What is eKuiper
LF Edge eKuiper is an edge lightweight IoT data analytics and stream processing engine. It is a universal edge computing service or middleware designed for resource constrained edge gateways or devices.
One goal of eKuiper is to migrate the cloud streaming software frameworks (such as Apache Spark,Apache Storm and Apache Flink) to edge side. eKuiper references these cloud streaming frameworks, and also considered special requirement of edge analytics, and introduced rule engine, which is based on Source
, SQL (business logic)
and Sink
, rule engine is used for developing streaming applications at edge side.
Why eKuiper
In the IoT era, companies in manufacturing, oil and gas, and transportation, as well as those architecting smart cities and smart buildings keep producing billions of streaming data. The data are massive, continuous and somehow “useless” if they are not analyzed. It is nearly impossible to deal with the streaming data by the traditional batch processing due to the data amount and latency requirements. Stream processing is leveraged to analyze streaming data, and it is becoming even more important in the edge side because the requirements of latency, data security and saving bandwidth cost.
To address these challenges, eKuiper offers a stream processing engine designed for edge computing with these advantages:
- Low latency: Streaming process near to device generating data and quickly responds to system based on result.

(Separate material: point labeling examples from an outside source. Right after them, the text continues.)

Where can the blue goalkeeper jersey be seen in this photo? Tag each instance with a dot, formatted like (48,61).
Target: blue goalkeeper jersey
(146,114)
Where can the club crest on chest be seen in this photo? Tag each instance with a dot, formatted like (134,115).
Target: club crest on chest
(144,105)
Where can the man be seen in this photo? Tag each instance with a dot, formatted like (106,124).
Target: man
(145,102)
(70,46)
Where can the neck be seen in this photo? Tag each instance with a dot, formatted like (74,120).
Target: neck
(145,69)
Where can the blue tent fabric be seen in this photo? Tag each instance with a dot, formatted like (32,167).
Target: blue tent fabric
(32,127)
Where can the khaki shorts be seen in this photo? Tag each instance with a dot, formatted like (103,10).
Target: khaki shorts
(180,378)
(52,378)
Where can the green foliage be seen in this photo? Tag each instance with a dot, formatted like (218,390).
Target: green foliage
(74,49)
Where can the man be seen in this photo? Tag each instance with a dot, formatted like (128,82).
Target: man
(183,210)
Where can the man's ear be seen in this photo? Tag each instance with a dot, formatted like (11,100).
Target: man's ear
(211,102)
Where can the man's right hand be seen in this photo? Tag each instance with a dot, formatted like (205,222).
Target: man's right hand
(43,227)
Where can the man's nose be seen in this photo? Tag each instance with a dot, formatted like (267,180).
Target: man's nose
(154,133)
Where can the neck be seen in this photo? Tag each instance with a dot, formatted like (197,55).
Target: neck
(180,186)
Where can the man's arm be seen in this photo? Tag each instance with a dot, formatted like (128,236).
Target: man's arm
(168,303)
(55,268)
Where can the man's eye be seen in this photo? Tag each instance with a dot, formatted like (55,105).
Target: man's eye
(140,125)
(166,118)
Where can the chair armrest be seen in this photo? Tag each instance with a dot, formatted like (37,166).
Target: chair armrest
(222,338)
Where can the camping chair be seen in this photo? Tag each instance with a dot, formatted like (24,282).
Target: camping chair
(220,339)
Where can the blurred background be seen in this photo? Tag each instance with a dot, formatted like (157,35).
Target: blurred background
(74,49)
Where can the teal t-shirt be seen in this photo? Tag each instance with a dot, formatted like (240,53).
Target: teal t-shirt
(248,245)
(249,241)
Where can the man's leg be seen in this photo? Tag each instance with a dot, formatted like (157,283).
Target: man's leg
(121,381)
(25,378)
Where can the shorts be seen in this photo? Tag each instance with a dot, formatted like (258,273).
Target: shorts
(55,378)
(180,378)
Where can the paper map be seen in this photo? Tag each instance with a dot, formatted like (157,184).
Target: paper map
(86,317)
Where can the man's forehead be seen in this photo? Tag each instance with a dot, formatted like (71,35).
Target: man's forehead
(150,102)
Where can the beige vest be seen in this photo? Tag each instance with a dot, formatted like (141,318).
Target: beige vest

- More data security: Keep private data in-house without sending over Internet, reduce risk of data breach.
- Less bandwidth usage: Less bandwidth usage.
- Simplicity: Use SQL to compose the business logic.
Use scenarios
It can be run at various IoT edge use scenarios, some common usage scenarios are listed below:
- Real-time processing of production line data in the IIoT
- Gateway of Connected Vehicle analyze the data from data-bus in real time
- Real-time analysis of urban facility data in smart city scenarios.
The use cases of eKuiper rules include:
- Data transformation pipeline: Form a pipeline to transform data format and do calculation between external data sources like mqtt to another external data sink/consumer.
- Realtime analytic and aggregation: Do calculation near real time. Aggregate data and calculate within continuous time window.
- Data enrich: Join the streaming data with table to enrich the information.
- Abnormal detect and alert: Continuous detect abnormal data and trigger alert.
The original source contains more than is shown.